Durante la guerra sceglie il silenzio. Il suo lavoro riprende con un
cambiamento significativo che si realizza in un avvicinamento all’astrattismo.
Si nota un indurimento del tratto e una frammentazione del segno che si
può racchiudere nella definizione di "neopicassismo". Fa parte di
questo periodo la frequentazione dell’ Atelier 17 di S. W. Hayter di
Parigi, dove si sperimentano, nel solco dell’eredità surrealista, nuove
soluzioni tecniche e si rinnovano i mezzi espressivi attraverso un
cambiamento dei materiali utilizzati, per indagare le misteriose
connessioni segno-significato, in una ricerca che procede verso la
progressiva dissoluzione dell’elemento significante e verso l’astrazione
del senso. Dopo la morte della madre si trasferisce a Roma. Qui
inaugura la fase delle sperimentazioni fotografiche nel tentativo di
superare il soggettivismo del segno. Importantissimo è il contributo dei
fratelli Piero e Angelo Lentile. I primi Collage di questo periodo sono
costruiti montando le fotografie sulla tela. Il passaggio successivo è
l’aggiunta del colore e l’utilizzo di pannelli serigrafati con
l’applicazione di reti plasmate col fuoco. Queste plasmature venivano
proiettate su parete per fotografarne alcuni particolari. Il limite di
questa tecnica consiste nell’impossibilità di espandere la proiezione
più di una certa dimensione. L’utilizzo delle reti è finalizzato alla
creazione di strutture ambigue, a metà tra l’organico e l’artificiale.

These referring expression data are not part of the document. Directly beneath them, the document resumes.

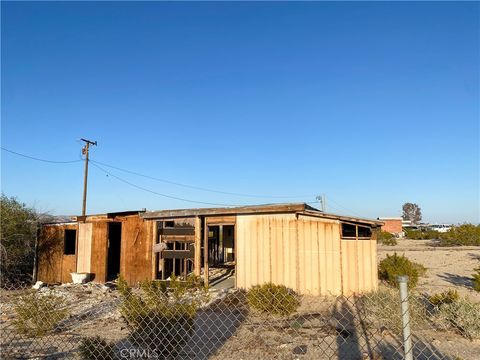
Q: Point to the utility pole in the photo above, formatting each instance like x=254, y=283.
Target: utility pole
x=85, y=152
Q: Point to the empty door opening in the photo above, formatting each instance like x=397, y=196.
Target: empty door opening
x=114, y=250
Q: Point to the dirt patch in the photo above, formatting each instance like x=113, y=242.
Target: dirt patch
x=447, y=267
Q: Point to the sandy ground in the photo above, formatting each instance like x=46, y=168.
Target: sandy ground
x=447, y=267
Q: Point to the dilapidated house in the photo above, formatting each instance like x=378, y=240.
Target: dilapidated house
x=296, y=245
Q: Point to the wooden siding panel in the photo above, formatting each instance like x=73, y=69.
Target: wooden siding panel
x=305, y=254
x=50, y=251
x=136, y=247
x=98, y=260
x=84, y=247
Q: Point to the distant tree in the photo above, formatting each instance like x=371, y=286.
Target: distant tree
x=412, y=212
x=17, y=242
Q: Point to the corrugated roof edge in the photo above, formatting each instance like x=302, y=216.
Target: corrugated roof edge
x=254, y=209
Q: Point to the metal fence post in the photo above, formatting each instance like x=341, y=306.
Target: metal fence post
x=407, y=340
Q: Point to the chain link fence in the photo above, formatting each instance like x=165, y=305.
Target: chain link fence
x=184, y=320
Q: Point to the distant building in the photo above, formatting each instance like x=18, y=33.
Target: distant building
x=393, y=225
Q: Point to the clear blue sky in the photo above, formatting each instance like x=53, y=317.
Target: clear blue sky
x=373, y=104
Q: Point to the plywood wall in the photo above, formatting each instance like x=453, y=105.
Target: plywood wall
x=136, y=249
x=98, y=258
x=53, y=265
x=305, y=254
x=359, y=266
x=84, y=247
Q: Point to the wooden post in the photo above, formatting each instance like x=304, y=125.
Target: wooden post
x=198, y=247
x=205, y=251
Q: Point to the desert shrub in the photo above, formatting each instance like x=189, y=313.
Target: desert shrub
x=462, y=316
x=38, y=314
x=395, y=265
x=466, y=234
x=273, y=299
x=94, y=347
x=159, y=314
x=386, y=238
x=476, y=279
x=445, y=297
x=422, y=234
x=382, y=309
x=17, y=240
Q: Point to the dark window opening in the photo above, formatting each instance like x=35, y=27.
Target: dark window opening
x=364, y=232
x=169, y=224
x=70, y=242
x=349, y=231
x=114, y=250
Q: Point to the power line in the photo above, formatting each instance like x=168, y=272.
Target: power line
x=38, y=159
x=343, y=207
x=154, y=192
x=196, y=187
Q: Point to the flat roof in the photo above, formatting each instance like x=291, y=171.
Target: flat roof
x=301, y=208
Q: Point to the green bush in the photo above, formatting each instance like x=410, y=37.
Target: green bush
x=461, y=315
x=38, y=314
x=422, y=234
x=386, y=238
x=94, y=347
x=476, y=280
x=160, y=314
x=445, y=297
x=273, y=299
x=394, y=265
x=466, y=234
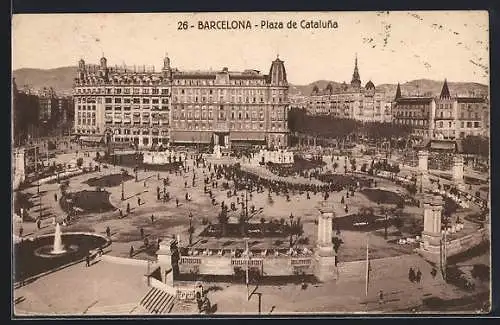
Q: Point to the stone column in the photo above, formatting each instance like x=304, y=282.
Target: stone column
x=458, y=170
x=423, y=157
x=165, y=261
x=325, y=255
x=431, y=236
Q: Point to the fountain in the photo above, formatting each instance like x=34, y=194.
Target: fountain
x=58, y=247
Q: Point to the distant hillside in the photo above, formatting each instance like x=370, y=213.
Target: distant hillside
x=411, y=88
x=61, y=79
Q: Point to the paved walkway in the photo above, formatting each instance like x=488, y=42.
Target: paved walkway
x=77, y=288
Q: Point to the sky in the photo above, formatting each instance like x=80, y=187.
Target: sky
x=391, y=46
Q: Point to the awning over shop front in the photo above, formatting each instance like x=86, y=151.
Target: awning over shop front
x=247, y=136
x=443, y=145
x=95, y=139
x=191, y=137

Nel 1967 comincia la produzione delle opere cinetico luminose in perspex
e delle incisioni in rame su lastre segnate dall’acido. Le ultime opere
dell’artista sono strutture realizzate con manubri in alluminio. Il suo
lavoro si basa su dati acquisiti nella cultura e nell’utilizzo di
materiali culturalizzati come il ferro, il rame, l’alluminio, di cui
delega la lavorazione ad artigiani, seguendo il lavoro durante tutte le
sue fasi. La scoperta del computer la porta alla pubblicazione del libro
d’arte Le discordanze, in cui utilizza la computer grafica in modo sperimentale. Parte delle sue opere sono oggi esposte alla Galleria Nazionale di Arte Moderna. Rai Educational le ha dedicato una puntata della serie di documentari Vuoti di memoria. Donne e uomini da non dimenticare,
in cui si ripercorrono le fasi più significative della vita e
dell’opera di Paola Levi Montalcini, da cui ne emerge la sensibilità
schiva, la genialità la forza di carattere fuori dal comune e la sua
personalità appena attenuata da un velo d’inquietudine. Muore il 29
settembre del 2000. Sua sorella dice di lei: «Paola era un universo. Ma
un universo inquieto, perché lei era inquieta».